Alayne Brisson has always been an entrepreneurial free spirit and her latest business effort is no different. Rosy’s kitchen is the direct result of the pandemic, and the health of Alayne, her husband, as well as their nine and 13-year-old daughters.
“My family and I are all gluten free. Over the past 10 years, I have been baking from home and I found out there is a real shortage of gluten-free products available in Oxford County, especially with dairy and egg free options. In talking to more and more people in my networking groups, I realized it was a good opportunity to help fill a void.” She also became ill several years ago and had some health issues due to food sensitivities. “I went to a naturopathic doctor to have some tests done. My kids from birth, I noticed they were having issues, so the doctor also helped them. My mom, sister and nieces also have the same sort of sensitivities,” she added.

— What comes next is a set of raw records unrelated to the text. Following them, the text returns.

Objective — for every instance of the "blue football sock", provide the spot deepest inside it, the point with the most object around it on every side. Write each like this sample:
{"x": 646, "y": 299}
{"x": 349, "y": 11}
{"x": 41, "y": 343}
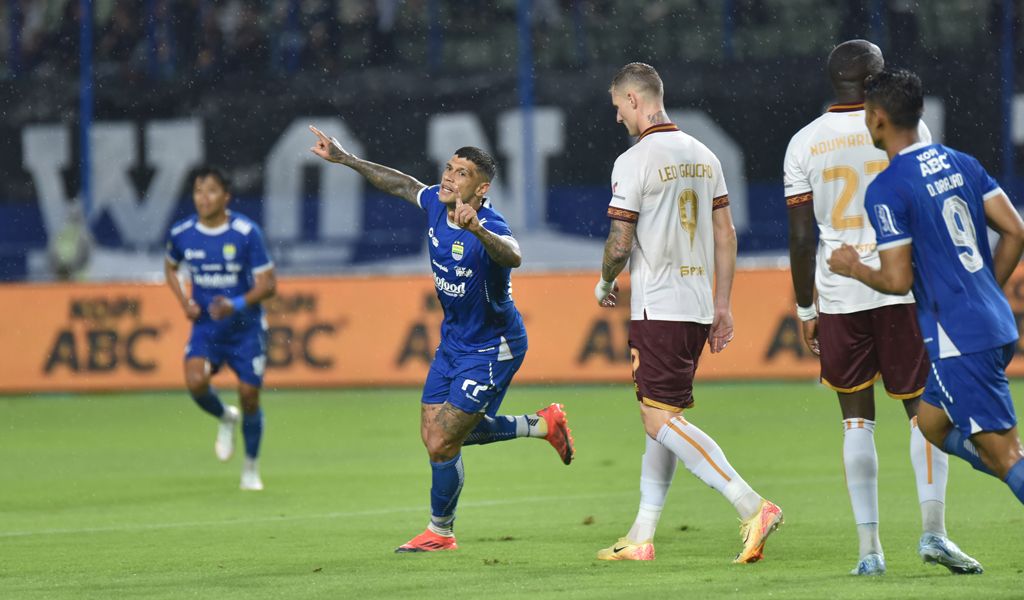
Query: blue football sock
{"x": 501, "y": 428}
{"x": 955, "y": 443}
{"x": 210, "y": 402}
{"x": 252, "y": 431}
{"x": 1015, "y": 479}
{"x": 444, "y": 489}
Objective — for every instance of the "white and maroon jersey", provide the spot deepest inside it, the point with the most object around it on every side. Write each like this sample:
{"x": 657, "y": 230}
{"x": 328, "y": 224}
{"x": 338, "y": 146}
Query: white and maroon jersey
{"x": 669, "y": 183}
{"x": 830, "y": 162}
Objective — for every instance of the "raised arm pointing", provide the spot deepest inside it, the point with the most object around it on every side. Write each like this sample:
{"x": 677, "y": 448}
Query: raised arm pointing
{"x": 384, "y": 178}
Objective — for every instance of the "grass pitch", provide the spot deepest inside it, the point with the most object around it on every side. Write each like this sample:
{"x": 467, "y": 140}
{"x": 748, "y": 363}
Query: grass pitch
{"x": 121, "y": 497}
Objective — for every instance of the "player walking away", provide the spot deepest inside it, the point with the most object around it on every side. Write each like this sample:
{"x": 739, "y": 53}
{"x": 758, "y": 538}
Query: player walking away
{"x": 483, "y": 341}
{"x": 669, "y": 195}
{"x": 860, "y": 334}
{"x": 230, "y": 273}
{"x": 930, "y": 210}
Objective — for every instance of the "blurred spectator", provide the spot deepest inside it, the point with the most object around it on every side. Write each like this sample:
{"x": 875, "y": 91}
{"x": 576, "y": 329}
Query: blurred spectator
{"x": 248, "y": 46}
{"x": 903, "y": 39}
{"x": 69, "y": 250}
{"x": 119, "y": 41}
{"x": 382, "y": 37}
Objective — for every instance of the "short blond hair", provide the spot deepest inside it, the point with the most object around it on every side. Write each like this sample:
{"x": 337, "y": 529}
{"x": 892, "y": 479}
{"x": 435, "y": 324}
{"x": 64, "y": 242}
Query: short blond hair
{"x": 642, "y": 76}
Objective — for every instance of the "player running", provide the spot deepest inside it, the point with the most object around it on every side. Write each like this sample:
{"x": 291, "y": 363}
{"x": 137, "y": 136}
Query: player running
{"x": 483, "y": 341}
{"x": 930, "y": 210}
{"x": 860, "y": 334}
{"x": 671, "y": 219}
{"x": 230, "y": 273}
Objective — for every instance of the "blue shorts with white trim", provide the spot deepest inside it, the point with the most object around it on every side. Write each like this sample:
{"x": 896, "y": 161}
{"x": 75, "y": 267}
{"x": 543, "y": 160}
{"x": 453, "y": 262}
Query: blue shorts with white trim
{"x": 472, "y": 383}
{"x": 973, "y": 390}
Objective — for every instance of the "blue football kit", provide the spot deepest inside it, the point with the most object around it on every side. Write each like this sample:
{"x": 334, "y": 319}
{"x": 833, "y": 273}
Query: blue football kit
{"x": 222, "y": 261}
{"x": 934, "y": 197}
{"x": 483, "y": 341}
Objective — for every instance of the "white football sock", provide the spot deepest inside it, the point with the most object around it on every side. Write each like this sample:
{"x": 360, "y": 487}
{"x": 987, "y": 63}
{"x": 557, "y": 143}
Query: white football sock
{"x": 931, "y": 469}
{"x": 705, "y": 459}
{"x": 861, "y": 465}
{"x": 528, "y": 425}
{"x": 656, "y": 469}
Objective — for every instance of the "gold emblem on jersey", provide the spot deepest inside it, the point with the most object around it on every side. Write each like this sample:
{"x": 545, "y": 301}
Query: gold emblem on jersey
{"x": 688, "y": 213}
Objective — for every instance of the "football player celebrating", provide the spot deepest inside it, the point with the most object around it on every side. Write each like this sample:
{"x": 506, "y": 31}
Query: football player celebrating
{"x": 483, "y": 341}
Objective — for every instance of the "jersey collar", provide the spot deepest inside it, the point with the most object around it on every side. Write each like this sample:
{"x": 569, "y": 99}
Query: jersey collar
{"x": 214, "y": 230}
{"x": 912, "y": 147}
{"x": 846, "y": 108}
{"x": 657, "y": 129}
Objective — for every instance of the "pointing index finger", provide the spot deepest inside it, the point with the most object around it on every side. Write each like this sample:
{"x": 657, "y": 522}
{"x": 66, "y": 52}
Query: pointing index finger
{"x": 318, "y": 133}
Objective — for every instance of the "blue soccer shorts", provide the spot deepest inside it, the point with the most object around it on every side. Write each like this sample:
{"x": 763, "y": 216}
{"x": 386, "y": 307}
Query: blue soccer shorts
{"x": 472, "y": 383}
{"x": 973, "y": 390}
{"x": 244, "y": 349}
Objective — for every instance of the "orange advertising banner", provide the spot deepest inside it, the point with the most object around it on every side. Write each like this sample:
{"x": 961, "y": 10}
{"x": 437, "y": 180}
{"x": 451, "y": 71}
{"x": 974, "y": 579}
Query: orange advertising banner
{"x": 331, "y": 332}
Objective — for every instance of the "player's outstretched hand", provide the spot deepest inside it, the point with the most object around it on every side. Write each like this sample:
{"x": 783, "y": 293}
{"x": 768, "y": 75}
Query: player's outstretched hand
{"x": 721, "y": 331}
{"x": 328, "y": 148}
{"x": 605, "y": 293}
{"x": 220, "y": 307}
{"x": 811, "y": 336}
{"x": 843, "y": 260}
{"x": 192, "y": 309}
{"x": 465, "y": 216}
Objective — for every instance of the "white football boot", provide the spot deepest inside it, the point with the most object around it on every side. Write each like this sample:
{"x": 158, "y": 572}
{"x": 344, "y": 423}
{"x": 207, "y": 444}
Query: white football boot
{"x": 224, "y": 446}
{"x": 250, "y": 476}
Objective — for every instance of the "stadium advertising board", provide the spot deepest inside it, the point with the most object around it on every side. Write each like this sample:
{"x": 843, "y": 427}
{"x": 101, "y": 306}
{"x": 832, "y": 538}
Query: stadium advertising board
{"x": 370, "y": 331}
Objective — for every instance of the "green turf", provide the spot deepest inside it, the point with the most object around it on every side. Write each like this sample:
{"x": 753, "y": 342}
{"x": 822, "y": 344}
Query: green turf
{"x": 120, "y": 497}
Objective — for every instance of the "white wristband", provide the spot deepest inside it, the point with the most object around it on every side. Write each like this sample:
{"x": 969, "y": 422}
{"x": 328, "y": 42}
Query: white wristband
{"x": 602, "y": 289}
{"x": 806, "y": 312}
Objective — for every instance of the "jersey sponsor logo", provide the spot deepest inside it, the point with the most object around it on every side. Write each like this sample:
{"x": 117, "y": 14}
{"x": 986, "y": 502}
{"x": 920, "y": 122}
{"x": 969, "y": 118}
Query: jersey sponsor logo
{"x": 450, "y": 289}
{"x": 215, "y": 280}
{"x": 887, "y": 223}
{"x": 932, "y": 162}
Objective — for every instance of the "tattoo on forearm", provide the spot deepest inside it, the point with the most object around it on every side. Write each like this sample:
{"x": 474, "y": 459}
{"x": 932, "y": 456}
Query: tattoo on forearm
{"x": 616, "y": 249}
{"x": 386, "y": 179}
{"x": 500, "y": 249}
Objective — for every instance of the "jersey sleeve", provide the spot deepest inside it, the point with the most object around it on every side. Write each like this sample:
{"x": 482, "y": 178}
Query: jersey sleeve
{"x": 259, "y": 258}
{"x": 796, "y": 181}
{"x": 720, "y": 198}
{"x": 173, "y": 249}
{"x": 987, "y": 184}
{"x": 889, "y": 215}
{"x": 626, "y": 188}
{"x": 496, "y": 226}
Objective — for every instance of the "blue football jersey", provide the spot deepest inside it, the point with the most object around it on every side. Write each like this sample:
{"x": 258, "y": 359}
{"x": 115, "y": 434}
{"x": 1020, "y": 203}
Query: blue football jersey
{"x": 935, "y": 196}
{"x": 221, "y": 260}
{"x": 475, "y": 293}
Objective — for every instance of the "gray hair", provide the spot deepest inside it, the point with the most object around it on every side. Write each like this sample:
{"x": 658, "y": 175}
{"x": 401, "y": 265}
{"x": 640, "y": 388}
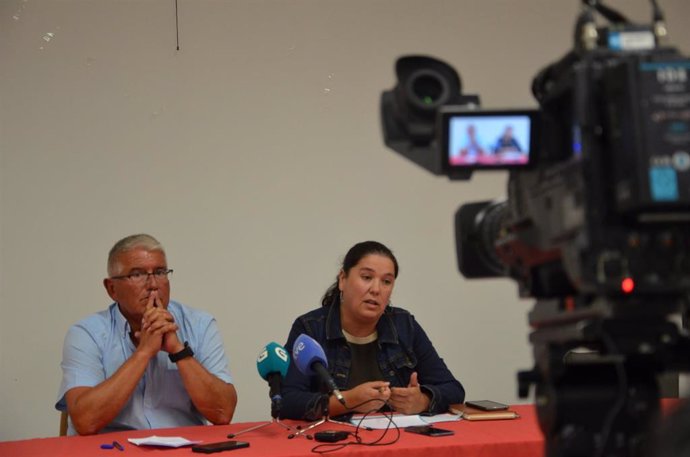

The bakery was not on the horizon, however, until the pandemic hit. “COVID really made me pivot. I was hosting photography tours and doing photography workshops and travelling. The sector is competitive, and I didn’t know how long it would be until I could travel internationally which is what my goal was. I couldn’t sit on my hands any longer. I had been thinking of starting a bakery for a while, so I took the opportunity.” She added that being her own boss provides her with independence most people don’t have. “Being your own boss. I think it gives me freedom on having time with my family in setting that work life balance. I also like the challenge of overseeing something.” Alayne and her husband are both involved in charity work, and she has also taken on the role of chair at the Ingersoll Creative Arts Centre.
For the moment, it is a one-person operation, but Alayne is getting some support and offers to help. “Right now, I am doing it all by myself. My mom has owned a tearoom in the past, so she has been very helpful. My husband and I have also been business owners for the last 15 years as well, but I do have some friends lined up who want to help. My oldest daughter has also asked me when she can start working in the bakery.” Alayne and her husband started Objective Engineering in Tillsonburg but have since moved it to Ingersoll.
The name for the bakery really seems to be destiny. Rosy was Alayne’s childhood nickname and the property now occupied by the kitchen was formerly called Rose Farm. Rosy’s Kitchen is offering cookies, cakes, muffins, tea biscuits and some different bread options. “I’m also doing baking mixes so people can bake at home, things like frozen cookie dough and pancake mix,” said Alayne. There is currently no storefront so customers will need to pre-order, and she is thinking about adding other gluten free products. Along with filling orders from the general public, she added that her products will be available for wholesale to different retailers. “Wholesale is new to me so I have been trying to figure it out, but I have had so much interest, I thought I would give it a try.”
While she wants to serve Oxford County and the surrounding areas first, she does have bigger plans. “I want to see it grow to the point where I can ship across Canada. I don’t think I’ll put my products in grocery stores because I’d need to add preservatives to them. I want to keep it fresh with a local feel.”